Dr. Lattanza is performing multiple studies evaluating hand, wrist and elbow injuries in a biomechanics setting in collaboration with the Biomechanics Laboratory. Their group has evaluated the reliability of the elbow pivot shift test as a diagnostic tool in determining the instability of the elbow following injuries to the ligaments about the elbow. In a related study, they are evaluating a novel repair technique for reconstructing complicated ligament tears at the elbow, and evaluating a novel treatment strategy for repair of radial head fractures that would allow surgeons to forgo radial head replacement in younger patients.
They are also using 3D computer navigation to improve the placement of percutaneous, minimally invasive screws for fixation of scaphoid wrist fractures. These studies should improve our understanding of wrist and elbow injuries, and will likely lead to better surgical procedures that will help patients regain use of their elbow following these complicated injuries.
Brachial Plexus Birth Palsy
Dr. Lattanza is also involved with research surrounding brachial plexus birth palsy. The brachial plexus is a network of nerves which run from the cervical spinal cord to the muscles of the upper limbs. Brachial plexus birth palsy refers to an injury to these nerves sustained during childbirth. The nerves of the brachial plexus may be stretched, compressed, or torn. This may result in loss of muscle function and subsequent paralysis of the upper limb. Injuries may affect all or only a part of the brachial plexus, resulting in varying degrees of upper extremity involvement. Subjects with brachial plexus birth palsy undergo dynamic EMG of biceps muscle firing during multiple activities of daily living involving shoulder and upper extremity motion. EMG of the affected side versus the normal side will be compared. EMG data will be correlated with 3-D motion analysis as well as video. The hypothesis is that continuous firing of the biceps muscle contributes to the formation of flexion contractures of the elbow in patients with brachial plexus birth palsy.

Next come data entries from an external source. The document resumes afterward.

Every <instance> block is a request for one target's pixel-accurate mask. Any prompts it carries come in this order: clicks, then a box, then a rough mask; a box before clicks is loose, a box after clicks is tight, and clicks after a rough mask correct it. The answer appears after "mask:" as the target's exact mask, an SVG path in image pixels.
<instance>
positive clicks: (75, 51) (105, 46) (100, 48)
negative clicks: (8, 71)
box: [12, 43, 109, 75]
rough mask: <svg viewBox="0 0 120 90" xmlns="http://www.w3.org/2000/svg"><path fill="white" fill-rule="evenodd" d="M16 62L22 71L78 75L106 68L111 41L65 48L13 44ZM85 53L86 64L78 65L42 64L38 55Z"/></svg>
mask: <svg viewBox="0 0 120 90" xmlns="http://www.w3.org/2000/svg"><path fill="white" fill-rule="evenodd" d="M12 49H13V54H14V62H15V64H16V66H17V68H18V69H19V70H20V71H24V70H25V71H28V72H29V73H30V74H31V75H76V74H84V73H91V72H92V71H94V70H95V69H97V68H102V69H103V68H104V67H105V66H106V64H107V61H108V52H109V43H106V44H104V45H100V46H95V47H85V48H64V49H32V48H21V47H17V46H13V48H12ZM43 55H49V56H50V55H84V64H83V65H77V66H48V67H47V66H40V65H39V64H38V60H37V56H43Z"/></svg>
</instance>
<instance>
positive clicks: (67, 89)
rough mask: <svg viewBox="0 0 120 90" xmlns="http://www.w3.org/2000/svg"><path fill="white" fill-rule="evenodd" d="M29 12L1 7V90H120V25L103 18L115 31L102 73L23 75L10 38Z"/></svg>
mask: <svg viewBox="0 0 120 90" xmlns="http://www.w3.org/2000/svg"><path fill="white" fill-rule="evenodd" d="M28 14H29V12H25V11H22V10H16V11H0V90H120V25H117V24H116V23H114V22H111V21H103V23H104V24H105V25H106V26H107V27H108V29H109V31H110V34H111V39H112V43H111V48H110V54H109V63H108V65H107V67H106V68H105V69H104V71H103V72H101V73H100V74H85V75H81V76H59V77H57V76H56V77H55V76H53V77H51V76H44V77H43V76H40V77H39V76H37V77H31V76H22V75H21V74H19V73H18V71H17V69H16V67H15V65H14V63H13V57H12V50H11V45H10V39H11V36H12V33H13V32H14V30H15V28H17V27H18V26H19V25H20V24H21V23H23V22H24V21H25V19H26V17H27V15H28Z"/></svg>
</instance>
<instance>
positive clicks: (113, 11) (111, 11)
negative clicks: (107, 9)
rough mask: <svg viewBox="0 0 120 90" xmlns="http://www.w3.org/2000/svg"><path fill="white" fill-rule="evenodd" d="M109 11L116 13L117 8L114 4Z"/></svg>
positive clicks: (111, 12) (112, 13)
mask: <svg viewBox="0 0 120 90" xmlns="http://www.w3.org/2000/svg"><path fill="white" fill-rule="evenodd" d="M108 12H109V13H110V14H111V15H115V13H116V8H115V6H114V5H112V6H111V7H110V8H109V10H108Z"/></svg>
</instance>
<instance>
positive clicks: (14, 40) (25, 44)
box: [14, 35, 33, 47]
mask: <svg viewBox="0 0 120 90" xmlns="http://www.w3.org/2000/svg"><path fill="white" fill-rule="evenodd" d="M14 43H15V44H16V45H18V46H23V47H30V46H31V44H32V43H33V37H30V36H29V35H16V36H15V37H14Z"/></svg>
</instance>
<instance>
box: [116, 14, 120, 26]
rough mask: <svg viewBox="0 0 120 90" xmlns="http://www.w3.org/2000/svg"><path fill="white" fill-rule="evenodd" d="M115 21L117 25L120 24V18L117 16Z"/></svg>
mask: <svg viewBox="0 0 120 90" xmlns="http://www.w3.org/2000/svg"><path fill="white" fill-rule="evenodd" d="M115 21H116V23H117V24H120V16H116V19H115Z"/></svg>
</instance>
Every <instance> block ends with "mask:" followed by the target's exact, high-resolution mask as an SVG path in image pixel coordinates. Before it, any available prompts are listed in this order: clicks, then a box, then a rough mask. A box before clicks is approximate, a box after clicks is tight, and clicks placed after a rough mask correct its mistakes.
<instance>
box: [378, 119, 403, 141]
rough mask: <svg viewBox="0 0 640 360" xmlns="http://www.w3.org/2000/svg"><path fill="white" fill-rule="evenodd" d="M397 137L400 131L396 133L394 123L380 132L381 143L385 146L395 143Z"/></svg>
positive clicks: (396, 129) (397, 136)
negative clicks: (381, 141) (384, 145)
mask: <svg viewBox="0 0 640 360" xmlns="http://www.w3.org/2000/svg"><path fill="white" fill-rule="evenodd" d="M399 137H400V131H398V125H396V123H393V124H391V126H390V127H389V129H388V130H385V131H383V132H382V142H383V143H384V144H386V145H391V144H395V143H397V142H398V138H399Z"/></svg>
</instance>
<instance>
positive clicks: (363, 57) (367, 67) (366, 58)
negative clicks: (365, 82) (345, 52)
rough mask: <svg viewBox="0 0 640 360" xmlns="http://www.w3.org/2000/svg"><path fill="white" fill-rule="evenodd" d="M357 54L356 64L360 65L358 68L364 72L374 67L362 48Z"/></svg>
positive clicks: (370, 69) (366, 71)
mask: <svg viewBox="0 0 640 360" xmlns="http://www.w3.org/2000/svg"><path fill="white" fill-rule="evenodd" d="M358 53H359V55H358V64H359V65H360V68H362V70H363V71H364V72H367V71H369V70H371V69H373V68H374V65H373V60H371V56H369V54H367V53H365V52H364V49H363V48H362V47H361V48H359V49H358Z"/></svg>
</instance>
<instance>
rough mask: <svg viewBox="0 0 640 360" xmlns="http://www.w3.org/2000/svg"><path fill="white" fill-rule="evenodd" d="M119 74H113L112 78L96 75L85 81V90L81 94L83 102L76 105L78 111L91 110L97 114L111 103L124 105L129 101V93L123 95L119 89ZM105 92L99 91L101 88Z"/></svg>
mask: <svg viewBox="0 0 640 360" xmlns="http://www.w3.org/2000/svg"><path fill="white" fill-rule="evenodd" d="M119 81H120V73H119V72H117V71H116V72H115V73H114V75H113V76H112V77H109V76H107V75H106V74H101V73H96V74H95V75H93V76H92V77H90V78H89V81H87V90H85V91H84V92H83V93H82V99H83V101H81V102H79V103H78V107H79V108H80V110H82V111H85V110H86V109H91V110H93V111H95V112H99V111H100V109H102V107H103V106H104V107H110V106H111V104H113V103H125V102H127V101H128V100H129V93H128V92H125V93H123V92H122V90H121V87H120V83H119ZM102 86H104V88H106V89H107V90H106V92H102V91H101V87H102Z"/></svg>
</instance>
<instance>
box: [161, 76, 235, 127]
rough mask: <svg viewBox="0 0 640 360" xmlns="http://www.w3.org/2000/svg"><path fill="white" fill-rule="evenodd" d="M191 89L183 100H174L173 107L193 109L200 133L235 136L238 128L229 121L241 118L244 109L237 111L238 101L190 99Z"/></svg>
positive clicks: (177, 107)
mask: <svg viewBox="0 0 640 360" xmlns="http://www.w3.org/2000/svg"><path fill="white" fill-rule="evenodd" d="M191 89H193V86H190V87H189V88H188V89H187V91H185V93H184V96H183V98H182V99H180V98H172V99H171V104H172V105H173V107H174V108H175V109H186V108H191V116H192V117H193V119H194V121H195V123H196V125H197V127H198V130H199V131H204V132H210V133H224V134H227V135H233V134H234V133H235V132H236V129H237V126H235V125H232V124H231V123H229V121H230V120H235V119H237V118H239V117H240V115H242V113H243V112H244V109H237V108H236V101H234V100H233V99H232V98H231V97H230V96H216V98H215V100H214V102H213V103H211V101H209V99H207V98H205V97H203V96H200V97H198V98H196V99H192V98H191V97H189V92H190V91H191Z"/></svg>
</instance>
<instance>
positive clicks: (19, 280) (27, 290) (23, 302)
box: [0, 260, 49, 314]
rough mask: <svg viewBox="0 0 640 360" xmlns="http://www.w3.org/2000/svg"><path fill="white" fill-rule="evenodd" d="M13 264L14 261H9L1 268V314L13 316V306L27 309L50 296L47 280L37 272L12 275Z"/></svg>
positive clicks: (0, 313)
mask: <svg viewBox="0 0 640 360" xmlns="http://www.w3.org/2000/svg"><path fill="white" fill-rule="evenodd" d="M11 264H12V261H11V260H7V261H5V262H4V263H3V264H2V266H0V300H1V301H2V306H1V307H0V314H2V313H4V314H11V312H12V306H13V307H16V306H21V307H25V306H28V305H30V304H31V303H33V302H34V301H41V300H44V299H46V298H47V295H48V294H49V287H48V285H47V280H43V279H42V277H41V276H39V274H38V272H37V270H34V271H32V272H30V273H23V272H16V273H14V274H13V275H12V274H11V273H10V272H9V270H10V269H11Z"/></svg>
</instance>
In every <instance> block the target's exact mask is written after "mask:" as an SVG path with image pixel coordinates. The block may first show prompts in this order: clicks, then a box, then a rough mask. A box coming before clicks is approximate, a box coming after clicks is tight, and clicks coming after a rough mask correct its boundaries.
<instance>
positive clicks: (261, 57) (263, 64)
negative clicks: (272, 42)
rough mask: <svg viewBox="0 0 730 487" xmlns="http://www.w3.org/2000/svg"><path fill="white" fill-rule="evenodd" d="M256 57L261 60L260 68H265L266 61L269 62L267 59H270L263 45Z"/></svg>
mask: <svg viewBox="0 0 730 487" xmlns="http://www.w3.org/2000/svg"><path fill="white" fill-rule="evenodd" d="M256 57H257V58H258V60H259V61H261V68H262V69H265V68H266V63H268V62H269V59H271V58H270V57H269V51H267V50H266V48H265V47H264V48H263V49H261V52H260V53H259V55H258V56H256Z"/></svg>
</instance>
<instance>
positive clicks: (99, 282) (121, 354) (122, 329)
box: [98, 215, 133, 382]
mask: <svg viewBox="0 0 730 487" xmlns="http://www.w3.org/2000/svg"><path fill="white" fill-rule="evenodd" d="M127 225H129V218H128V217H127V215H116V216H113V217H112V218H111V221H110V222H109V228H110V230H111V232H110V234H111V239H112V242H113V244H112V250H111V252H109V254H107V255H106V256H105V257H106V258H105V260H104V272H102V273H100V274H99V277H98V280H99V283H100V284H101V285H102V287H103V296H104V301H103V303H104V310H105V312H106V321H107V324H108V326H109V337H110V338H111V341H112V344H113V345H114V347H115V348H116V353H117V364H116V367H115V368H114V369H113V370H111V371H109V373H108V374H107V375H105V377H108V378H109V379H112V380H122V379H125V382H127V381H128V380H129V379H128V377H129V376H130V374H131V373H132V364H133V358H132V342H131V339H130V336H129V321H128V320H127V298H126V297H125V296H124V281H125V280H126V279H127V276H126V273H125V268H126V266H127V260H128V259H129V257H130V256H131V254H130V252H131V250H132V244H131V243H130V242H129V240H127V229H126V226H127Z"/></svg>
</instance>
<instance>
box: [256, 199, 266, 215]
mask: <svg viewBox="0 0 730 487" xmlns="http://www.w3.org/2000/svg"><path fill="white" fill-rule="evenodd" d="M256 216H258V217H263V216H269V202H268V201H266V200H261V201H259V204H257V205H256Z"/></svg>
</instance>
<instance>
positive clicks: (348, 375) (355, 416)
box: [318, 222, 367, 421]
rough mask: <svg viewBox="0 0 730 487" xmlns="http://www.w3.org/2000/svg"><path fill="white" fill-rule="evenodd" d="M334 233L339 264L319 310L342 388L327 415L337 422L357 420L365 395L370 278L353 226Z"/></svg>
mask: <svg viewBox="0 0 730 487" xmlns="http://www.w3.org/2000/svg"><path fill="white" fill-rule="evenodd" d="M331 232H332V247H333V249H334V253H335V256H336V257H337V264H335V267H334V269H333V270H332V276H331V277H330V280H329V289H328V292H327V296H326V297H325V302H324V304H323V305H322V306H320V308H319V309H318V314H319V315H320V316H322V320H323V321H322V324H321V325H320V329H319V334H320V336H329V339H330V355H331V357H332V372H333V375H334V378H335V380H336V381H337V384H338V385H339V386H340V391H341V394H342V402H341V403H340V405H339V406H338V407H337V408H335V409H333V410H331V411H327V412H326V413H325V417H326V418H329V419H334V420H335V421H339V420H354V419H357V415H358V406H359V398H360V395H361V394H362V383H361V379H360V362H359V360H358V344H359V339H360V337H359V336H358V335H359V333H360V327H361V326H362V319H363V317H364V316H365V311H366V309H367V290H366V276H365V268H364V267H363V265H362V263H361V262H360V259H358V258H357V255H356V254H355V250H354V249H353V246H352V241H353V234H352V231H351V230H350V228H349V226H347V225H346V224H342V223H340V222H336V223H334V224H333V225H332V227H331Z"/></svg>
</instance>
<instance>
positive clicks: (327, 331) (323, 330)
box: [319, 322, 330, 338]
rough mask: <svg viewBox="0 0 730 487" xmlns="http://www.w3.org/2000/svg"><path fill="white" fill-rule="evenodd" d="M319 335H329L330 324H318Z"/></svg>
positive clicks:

In collaboration with Tamara Alliston, PhD, the Hand and Upper Extremity Service has begun a line of research investigating the development, repair, and biology of tendons. Tendon injuries, such as flexor tendon lacerations in the fingers, Achilles tendon injuries, and rotator cuff tears account for hundreds of thousands of injuries per year. Very little is known about how tendons develop from embryonic precursors and which biologic factors are critical in tendon healing. They are using a variety of biochemical and biomechanical techniques including genetic analyses, materials science approaches, and transgenic mice models in order to elucidate pathways which will enhance our ability to treat tendon injuries. Currently, they are investigating the role of TGFβ and its downstream effectors in tendon development, gene expression, and maintenance of tendon material matrix properties. The goal of this work is to improve tendon healing in order to increase the strength of tendon repairs while decreasing scar and adhesion formation that can lead to significant loss of function.
The hand research group has many clinical studies that focus on the outcomes of different hand and elbow conditions. The group is involved in a multi-center clinical trial evaluating the outcomes of posterolateral rotatory instability of the elbow in pediatric patients. They are also evaluating the outcomes following contracture release (stiffness around the elbow) in both adults and children. Dr. Lattanza also collaborates with researchers at Shriners Hospital in Sacramento studying muscle imbalance and the development of elbow contractures in children with brachial plexus birth palsy.
In collaboration with Dr. Nadav Ahituv from the Institute of Human Genetics at UCSF Dr. Lattanza is assisting in the study of mutations in DNA sequences that regulate genes that can lead to upper extremity limb malformations in children.
At present, the best available treatment for segmental peripheral nerve injuries is nerve autografting—taking a nerve from another part of the body and placing it in the area of the injured nerve. However, in many instances, sufficient nerve grafts may not be available. This surgical procedure is also associated with substantial donor site morbidity, and inconsistent clinical results. Hubert Kim is studying biodegradable polymers can be useful scaffold materials for tissue repair and regeneration, as there is growing interest in their use for the treatment of nerve injuries. His group is evaluating aligned nanofiber scaffolds with adhesion and growth factors to produce a superior conduit for nerve repair and regeneration. If successful, this technology would provide an effective, and hopefully superior, alternative to conventional nerve autografts for bridging peripheral nerve defects.